You co-chair the Rabbinical Council of Jewish Voice for Peace. Can you explain the difference between JVP and other Jewish peace groups like J Street and why you prefer JVP?
Organizations like J Street are Jewish institutions that seek to create the necessary leverage toward a peace process in the DC political arena. I don’t think that is an effective way to exert the necessary leverage. JVP is different, not made up largely of staff and a Board of Directors; it’s a membership organization that is doing grassroots organizing, which is a minor part of J Street. I think the only way to build a constituency for peace is through grassroots organizing. It’s about coming together with other groups and forming solutions, coming together to say that whatever political solution we come to needs to be based on equal rights, democracy and human rights for all.
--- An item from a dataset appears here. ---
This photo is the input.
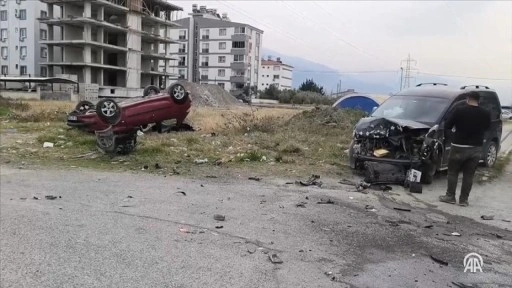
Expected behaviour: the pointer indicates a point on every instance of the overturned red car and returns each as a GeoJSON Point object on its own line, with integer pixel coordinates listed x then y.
{"type": "Point", "coordinates": [116, 123]}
And because a two state solution is looking more and more unlikely if not impossible, we need to have an open mind to all kinds of solutions. I think J Street, AIPAC and others are hemmed in by a narrow focus on one political solution.
Do you think the recent call by 15 mainstream Protestant leaders of many different denominations for an inquiry into whether US aid to Israel is in compliance with existing US law is a significant new development?
Yes. It was signed by 15 prominent and important church leaders who managed to agree on a significant faith-based statement. I think it’s significant because if so many prominent Jewish leaders react as they did, it has to be taken seriously. But most important, the leaders are standing firm and are not backing down despite being excoriated and being called everything up to and including anti-Semites. That is important because up until now covenant on religious relations has been that you can talk about anything BUT Israel. This time they’ve broken with that. They had been bullied by the Jewish establishment, but this can usher in a new relationship where we can talk about anything, not only these issues but the things we have in common.
I’m proud that JVP stood behind the statement. Jewish leaders said they would walk out of planned interfaith summit, and then demanded a separate summit to discuss these issues. I thought this was very damaging, this is not dialogue. The Church leaders have issued a second statement saying they would be happy to meet with Jewish leaders in response, saying we are not going back on what we said, but we’re happy to talk. This is very healthy; this is real dialogue, which occurs when you focus on the painful issues you don’t agree on instead of just celebrating the things you have in common. There is a public letter at obamaletter.org has over 10,000 signatures supporting the church leaders’ letter. It’s very important that Christians see that many Jews do stand with them. The Jewish establishment does not represent the Jewish community. It is much larger and more complex than these unaccountable representatives whose names most Jews don’t even know.